Non ho visto le acque cristalline affollate dai turisti. Non ho visto i vip, non ho visto i mega yacht dei vip. Non ho visto i parcheggi, i ristoranti, i vestiti leggeri bianchi sfoggiati per il lungomare d’estate, gli aperitivi in spiaggia, non ho visto nemmeno le tante troppe file di ombrelloni allineati come soldati, a cui mi hanno abituata durante la mia infanzia prettamente adriatica.

Ho visto meno. E insieme di più.
Ho visto una terra selvaggia, una terra così arida da essere buona per raccogliere lacrime e sangue e non restituirteli più. Ho visto un mare selvaggio, a tratti inaccessibile, da conquistare coi tagli sui piedi. Ho visto la bellezza, nei loro occhi, nei loro volti scavati dal maestrale, nei loro cuori cresciuti come fiori di cactus tra le rocce, le pupille scure e piene come olive, la pelle dall’odore salmastro. E un anima come il vento, che senti attorno, addosso, che è sostegno e anche instabile spinta, un anima che ti fa barcollare, mettere le mani a terra, e ti fa piangere dalla paura di non poter restare in piedi dopo che ti ha trapassata così. Con la semplicità di un abbraccio. Niente di più semplice, niente di più sconvolgente.
Ora capisco perché si scappa da un posto così. Con questa terra non puoi mentire. Non puoi barare. Ti scava dentro, ti costringe al limite di te stesso, ti mette al muro. Ti sbatte al muro e poi ti bacia. E ti fa l’amore da dentro. E tu a questa terra devi dare tutto, tutto o niente. Le mostrerai i tuoi tagli e questa terra te li guarirà col sale. Ti farà scendere lacrime che raccoglierà in terracotta, buone per lavarti il cuore dal troppo che ti porti dentro.

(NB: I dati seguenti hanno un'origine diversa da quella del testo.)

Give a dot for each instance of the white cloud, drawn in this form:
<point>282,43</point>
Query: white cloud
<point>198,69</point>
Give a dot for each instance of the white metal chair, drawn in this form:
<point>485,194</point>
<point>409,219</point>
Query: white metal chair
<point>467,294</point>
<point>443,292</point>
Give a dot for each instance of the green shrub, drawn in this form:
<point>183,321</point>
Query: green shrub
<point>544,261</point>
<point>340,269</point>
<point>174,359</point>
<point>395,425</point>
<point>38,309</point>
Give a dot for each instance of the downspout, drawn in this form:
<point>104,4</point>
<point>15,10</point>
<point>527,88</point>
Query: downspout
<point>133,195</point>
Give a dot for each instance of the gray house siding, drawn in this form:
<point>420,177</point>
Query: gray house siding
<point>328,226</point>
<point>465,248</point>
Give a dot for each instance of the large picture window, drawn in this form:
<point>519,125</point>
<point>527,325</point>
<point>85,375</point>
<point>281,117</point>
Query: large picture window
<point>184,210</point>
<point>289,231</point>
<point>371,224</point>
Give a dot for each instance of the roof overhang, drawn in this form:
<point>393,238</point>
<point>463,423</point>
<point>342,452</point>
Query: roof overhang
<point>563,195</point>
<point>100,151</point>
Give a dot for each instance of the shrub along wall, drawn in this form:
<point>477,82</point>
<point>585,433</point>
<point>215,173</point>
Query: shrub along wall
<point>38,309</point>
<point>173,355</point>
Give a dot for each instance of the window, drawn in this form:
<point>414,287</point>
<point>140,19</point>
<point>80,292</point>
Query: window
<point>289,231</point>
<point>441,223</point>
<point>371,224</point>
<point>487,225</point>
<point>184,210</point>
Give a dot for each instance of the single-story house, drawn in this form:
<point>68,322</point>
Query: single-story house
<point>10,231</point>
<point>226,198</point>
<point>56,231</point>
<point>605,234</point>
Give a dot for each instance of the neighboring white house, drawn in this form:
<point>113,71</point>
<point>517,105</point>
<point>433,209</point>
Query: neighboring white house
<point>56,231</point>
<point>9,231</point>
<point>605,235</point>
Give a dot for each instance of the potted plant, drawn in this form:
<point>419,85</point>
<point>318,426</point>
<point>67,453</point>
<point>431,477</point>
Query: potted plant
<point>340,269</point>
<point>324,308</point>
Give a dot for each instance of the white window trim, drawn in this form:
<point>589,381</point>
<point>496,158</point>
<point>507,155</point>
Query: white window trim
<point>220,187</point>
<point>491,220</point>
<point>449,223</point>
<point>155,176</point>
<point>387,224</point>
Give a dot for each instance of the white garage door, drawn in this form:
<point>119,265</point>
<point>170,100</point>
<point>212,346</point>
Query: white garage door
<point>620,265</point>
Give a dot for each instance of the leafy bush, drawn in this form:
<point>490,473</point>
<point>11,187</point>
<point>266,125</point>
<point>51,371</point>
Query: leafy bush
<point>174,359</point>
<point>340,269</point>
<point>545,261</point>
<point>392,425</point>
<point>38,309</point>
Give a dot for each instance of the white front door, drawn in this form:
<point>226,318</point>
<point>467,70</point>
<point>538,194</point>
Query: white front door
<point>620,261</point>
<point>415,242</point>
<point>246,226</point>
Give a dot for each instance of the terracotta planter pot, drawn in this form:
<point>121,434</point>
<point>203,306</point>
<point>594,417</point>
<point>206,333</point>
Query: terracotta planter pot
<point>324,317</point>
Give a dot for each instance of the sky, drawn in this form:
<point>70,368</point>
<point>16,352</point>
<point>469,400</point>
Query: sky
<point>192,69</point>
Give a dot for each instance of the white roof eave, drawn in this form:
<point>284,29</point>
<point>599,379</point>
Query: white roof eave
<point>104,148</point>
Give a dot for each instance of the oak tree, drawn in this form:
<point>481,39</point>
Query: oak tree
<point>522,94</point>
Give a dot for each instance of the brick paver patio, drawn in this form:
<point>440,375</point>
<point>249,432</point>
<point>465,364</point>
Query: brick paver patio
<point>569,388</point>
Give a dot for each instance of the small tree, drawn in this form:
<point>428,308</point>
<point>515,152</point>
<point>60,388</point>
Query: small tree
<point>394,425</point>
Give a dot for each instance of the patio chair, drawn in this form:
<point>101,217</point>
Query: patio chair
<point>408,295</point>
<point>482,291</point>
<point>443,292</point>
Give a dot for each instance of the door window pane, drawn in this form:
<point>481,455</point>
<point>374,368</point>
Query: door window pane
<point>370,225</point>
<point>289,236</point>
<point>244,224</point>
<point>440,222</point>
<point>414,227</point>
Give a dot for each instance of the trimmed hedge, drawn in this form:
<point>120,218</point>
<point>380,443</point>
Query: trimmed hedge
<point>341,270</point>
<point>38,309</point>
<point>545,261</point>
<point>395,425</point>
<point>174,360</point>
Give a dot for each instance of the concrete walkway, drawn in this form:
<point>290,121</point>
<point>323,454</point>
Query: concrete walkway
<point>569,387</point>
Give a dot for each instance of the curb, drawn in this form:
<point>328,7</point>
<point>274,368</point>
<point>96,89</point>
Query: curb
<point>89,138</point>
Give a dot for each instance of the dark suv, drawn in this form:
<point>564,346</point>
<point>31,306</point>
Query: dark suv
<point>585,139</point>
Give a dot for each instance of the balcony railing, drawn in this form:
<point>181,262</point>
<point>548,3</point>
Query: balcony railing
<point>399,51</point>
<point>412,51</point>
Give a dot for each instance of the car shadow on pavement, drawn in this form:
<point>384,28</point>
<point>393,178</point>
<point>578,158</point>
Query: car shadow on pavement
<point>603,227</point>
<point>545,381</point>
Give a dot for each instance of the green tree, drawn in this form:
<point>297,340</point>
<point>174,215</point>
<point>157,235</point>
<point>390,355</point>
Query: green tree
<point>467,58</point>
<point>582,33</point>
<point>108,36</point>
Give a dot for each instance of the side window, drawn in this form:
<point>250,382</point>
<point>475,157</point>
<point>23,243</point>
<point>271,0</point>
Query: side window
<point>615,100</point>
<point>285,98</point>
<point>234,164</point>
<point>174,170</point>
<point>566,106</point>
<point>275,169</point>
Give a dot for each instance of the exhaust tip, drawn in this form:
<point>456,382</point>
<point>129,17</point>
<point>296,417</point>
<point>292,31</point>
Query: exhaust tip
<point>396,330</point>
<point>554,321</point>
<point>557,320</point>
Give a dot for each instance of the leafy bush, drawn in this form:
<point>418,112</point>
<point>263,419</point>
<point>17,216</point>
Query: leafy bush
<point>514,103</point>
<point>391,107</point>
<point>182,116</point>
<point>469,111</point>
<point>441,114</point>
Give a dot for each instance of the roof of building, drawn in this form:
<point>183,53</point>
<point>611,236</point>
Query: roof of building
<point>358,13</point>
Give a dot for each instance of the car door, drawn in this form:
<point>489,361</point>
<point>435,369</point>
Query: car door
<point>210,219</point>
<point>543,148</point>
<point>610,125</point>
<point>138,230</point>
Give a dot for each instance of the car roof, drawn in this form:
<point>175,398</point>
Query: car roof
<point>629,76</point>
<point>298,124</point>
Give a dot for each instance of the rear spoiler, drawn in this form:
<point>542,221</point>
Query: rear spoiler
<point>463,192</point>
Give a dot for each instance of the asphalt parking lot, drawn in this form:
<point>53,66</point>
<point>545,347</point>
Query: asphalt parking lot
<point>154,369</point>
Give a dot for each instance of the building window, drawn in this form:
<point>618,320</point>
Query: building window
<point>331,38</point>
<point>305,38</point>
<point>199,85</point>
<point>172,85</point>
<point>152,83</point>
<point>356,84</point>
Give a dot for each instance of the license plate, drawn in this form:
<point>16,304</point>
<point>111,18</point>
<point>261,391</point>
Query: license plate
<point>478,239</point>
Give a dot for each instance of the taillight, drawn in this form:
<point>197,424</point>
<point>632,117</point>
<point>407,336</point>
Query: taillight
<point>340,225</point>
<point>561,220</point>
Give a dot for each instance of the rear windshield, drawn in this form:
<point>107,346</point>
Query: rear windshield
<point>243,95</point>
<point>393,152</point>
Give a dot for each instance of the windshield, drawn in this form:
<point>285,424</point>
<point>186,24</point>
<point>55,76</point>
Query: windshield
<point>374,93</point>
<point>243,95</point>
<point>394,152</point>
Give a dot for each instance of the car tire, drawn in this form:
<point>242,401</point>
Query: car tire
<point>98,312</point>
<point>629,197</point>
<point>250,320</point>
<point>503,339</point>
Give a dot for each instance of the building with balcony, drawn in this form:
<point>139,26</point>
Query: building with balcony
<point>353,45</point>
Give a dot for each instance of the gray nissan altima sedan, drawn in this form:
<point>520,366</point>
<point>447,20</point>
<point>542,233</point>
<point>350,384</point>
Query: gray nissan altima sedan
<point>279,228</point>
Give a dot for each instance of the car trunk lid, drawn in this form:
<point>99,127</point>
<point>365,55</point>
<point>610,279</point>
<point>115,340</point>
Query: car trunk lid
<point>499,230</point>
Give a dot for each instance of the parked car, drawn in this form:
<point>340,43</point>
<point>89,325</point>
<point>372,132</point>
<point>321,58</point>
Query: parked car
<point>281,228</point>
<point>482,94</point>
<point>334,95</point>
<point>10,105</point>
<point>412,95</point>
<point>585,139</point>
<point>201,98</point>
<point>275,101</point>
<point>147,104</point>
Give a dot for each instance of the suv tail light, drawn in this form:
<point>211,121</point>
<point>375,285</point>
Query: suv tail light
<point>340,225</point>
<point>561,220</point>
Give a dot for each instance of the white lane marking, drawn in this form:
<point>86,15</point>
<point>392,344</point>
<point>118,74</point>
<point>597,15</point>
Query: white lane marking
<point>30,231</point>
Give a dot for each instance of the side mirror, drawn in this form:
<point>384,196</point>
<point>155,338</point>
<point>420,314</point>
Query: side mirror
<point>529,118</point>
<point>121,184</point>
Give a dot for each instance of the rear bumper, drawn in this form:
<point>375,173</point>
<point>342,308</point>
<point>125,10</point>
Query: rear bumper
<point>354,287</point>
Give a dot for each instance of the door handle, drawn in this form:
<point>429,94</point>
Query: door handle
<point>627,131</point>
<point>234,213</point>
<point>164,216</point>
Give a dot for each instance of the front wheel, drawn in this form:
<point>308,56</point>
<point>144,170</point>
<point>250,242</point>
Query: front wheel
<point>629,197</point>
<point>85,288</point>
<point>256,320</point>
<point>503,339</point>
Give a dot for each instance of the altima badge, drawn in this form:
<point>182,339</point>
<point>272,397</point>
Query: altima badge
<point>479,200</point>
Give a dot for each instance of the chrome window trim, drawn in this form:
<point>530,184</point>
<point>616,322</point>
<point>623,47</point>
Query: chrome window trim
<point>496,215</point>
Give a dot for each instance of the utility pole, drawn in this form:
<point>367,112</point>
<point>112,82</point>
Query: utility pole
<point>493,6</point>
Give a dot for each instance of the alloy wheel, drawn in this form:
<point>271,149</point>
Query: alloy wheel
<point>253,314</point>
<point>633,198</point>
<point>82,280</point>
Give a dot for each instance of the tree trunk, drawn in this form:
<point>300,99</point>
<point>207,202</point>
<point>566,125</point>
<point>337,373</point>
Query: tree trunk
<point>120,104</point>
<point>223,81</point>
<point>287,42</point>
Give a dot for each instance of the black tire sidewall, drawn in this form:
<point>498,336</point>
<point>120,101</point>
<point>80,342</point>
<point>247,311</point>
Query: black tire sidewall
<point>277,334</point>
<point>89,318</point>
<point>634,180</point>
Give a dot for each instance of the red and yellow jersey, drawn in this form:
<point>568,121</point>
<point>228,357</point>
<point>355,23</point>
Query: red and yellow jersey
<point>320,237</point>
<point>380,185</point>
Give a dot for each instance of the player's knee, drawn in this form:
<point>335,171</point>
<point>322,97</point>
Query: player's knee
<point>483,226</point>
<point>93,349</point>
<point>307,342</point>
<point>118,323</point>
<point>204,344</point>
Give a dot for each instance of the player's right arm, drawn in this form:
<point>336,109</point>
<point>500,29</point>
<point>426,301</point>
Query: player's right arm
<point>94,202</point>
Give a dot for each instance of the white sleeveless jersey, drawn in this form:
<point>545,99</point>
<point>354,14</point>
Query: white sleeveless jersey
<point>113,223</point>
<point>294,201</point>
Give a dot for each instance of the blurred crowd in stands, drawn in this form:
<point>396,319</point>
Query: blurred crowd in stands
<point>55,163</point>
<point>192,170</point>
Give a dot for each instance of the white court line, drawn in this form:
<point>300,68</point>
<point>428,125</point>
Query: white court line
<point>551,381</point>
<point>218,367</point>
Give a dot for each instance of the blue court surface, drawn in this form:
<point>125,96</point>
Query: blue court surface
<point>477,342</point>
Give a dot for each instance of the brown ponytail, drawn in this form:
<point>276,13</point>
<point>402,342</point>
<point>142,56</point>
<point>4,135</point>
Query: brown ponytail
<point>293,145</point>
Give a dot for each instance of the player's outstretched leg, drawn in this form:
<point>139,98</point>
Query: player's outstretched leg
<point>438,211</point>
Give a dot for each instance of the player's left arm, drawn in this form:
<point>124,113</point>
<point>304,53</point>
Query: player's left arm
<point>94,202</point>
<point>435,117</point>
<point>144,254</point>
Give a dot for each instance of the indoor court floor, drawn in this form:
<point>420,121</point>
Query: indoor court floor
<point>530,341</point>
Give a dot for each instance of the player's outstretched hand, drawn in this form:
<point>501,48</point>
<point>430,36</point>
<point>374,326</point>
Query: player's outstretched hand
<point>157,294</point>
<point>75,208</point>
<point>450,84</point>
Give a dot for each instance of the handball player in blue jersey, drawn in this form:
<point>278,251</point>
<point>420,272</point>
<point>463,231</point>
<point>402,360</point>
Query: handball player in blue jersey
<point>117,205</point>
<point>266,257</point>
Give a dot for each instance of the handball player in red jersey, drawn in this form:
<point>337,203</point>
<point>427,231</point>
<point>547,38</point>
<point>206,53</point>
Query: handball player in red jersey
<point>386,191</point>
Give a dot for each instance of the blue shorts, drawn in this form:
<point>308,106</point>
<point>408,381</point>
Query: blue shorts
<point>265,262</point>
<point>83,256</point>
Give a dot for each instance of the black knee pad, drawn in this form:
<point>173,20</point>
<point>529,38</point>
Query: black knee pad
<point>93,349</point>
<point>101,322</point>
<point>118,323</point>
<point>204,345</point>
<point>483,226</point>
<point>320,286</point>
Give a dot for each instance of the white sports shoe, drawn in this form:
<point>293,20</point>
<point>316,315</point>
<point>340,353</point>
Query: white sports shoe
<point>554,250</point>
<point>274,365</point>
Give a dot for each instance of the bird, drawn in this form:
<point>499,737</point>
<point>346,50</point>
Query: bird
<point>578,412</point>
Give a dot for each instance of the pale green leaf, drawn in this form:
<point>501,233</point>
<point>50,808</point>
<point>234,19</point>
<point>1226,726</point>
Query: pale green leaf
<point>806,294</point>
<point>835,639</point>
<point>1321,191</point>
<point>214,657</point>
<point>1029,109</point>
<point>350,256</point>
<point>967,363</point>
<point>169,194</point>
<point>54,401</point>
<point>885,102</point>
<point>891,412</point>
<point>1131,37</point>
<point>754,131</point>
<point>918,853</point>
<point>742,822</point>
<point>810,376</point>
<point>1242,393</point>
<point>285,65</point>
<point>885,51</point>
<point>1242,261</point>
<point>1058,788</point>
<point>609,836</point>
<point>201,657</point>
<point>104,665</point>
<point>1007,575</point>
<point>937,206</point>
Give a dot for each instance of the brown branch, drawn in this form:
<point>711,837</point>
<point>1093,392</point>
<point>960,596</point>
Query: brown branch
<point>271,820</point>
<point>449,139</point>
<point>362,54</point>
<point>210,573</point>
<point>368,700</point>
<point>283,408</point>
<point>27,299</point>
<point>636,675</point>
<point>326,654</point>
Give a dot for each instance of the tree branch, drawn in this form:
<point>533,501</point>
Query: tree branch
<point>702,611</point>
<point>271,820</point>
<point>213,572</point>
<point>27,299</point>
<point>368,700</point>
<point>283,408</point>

E poi le donne. Belle solo come certi fiori che ho visto crescere solo in montagna. Belle di orgoglio, belle di fierezza, belle di sorrisi, belle di abbracci. Belle come solo bella è la terra, l’acqua che scava la roccia e si trova nuova strada. Belle che non smetteresti mai di starci vicino perché se c’è una cosa che sanno fare, è farti sentire a casa, senza dirtelo, senza gesti eclatanti, senza grandi parole. Ridono con gli occhi, parlano con l’anima, vivono col cuore esposto, di fuori, ad essiccare come foglie di erba luisa.

Con i sardi, con questa terra, non ci scherzi.
Crudele come la purezza, mi ha sbattuto davanti i miei anni migliori in cui pensavo di capire tutto. E non lo avevo capito, l’ho capito ora. L’ho capito qui. L’ho capito viaggiando con una valigia semivuota del superfluo, togliendo, esponendo il fianco, mostrando le ferite. Mi sono aperta la pancia, ho esposto le viscere al sole, mi sono cavata gli occhi per la troppa bellezza. E ne sono uscita guarita, ricomposta, sanata, riempita, abbracciata.

Posso capire perché si possa scappare da qui.
E posso capire perché ci si torni, sempre, come nel grembo di una madre terra che ti ha partorito nel dolore, che tu pensi anaffettiva ma che ti sta solo forgiando l’anima.